The Walking Dead - CDC

For a show that's been on the air for seven years, "The Walking Dead" has done very little in regards to really exploring what makes the walkers tick. There's been some interesting observations here and there, such as the walkers feeling some natural compulsion to herd and the possibility of them retaining some degree of their living memory, but the show never really seems to follow up on these breadcrumbs and it's about time they did. Viewers need to know more!

The series has already featured several characters who have expressed an interest in studying the walkers, such as Edwin (the C.D.C. guy) in Season One and Milton in Season Three, and now "The Walking Dead" needs to introduce some more. There's obviously a lot more to the walkers than knowing that a knife to the brain will kill them. If this is the new world order, everyone will need to understand every part of it and that includes knowing more about the zombies.

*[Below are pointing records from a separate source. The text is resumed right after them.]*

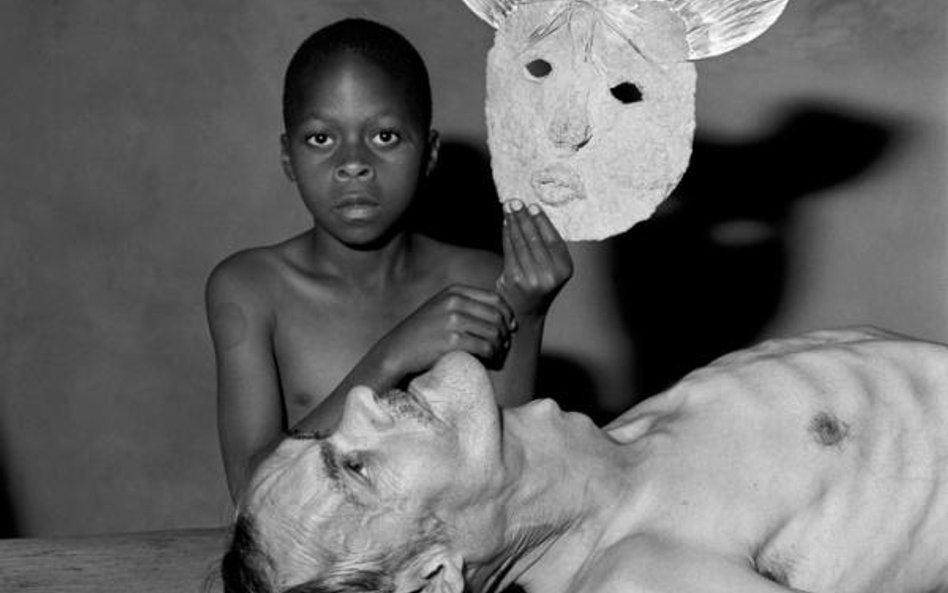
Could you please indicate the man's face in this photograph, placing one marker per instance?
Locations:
(357, 151)
(396, 464)
(590, 111)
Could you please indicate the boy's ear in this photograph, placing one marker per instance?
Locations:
(434, 144)
(285, 158)
(436, 570)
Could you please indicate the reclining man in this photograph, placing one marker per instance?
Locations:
(818, 463)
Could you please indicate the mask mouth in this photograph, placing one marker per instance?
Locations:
(558, 185)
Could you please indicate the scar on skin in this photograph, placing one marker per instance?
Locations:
(231, 324)
(828, 430)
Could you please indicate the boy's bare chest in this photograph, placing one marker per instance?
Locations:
(317, 340)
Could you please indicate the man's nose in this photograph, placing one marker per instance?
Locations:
(354, 165)
(570, 129)
(362, 413)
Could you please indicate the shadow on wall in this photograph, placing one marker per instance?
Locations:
(8, 524)
(707, 272)
(459, 202)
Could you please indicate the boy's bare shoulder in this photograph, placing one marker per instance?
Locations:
(463, 265)
(253, 271)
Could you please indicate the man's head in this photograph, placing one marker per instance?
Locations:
(386, 503)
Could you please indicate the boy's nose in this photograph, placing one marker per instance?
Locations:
(353, 169)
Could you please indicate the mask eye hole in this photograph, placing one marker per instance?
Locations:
(626, 93)
(539, 68)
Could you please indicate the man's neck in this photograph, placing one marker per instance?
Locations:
(554, 520)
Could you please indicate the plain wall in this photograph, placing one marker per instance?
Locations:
(140, 147)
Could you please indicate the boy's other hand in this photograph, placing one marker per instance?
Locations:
(466, 318)
(537, 262)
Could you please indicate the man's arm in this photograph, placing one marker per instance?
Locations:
(249, 403)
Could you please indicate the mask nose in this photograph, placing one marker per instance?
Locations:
(570, 129)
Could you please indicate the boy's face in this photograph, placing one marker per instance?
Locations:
(358, 151)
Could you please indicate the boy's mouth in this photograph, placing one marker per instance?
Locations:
(356, 207)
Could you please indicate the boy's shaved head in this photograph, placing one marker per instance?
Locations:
(377, 43)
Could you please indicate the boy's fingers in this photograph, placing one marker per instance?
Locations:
(539, 251)
(549, 233)
(522, 250)
(511, 259)
(483, 328)
(486, 305)
(556, 246)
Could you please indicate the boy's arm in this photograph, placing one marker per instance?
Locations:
(537, 264)
(249, 404)
(459, 317)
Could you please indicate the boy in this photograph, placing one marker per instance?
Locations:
(361, 299)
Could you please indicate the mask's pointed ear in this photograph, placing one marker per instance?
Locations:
(492, 12)
(714, 27)
(436, 570)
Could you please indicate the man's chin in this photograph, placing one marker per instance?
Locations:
(458, 384)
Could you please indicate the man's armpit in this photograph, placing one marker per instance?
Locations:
(655, 564)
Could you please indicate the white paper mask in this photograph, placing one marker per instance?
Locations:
(590, 103)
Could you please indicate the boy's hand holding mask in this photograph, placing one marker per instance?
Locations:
(590, 103)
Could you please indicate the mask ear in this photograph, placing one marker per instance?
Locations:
(714, 27)
(285, 158)
(435, 571)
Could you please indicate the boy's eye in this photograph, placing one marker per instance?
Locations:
(319, 140)
(386, 138)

The Walking Dead - Characters

One of the biggest problems with recent seasons of "The Walking Dead" has been an apparent shift towards writing for fans of the comic book series over casual TV viewers. Characters and events have been teased with Easter eggs for comic readers to spot while those who haven't picked up the source material yet are left scratching their head, wondering what these seemingly random mentions or actions mean.

One example of this was the season-long introduction of Negan whose name was dropped repeatedly throughout Season Six. To readers of the comic book, this was a tease of a comic book character about to make his debut onscreen, but for casual viewers, this just proved confusing as the show was essentially telling the audience that Negan was a group of people before confusingly revealing that he was in fact an individual in the finale. "The Walking Dead" then made the full transition into fan service in that same episode by closing the season with a shot using cartoony blood dripping over the camera lens. It was cheesy, it was jarring, and it was not what viewers were expecting from a show that had previously been, for the most part, realistic.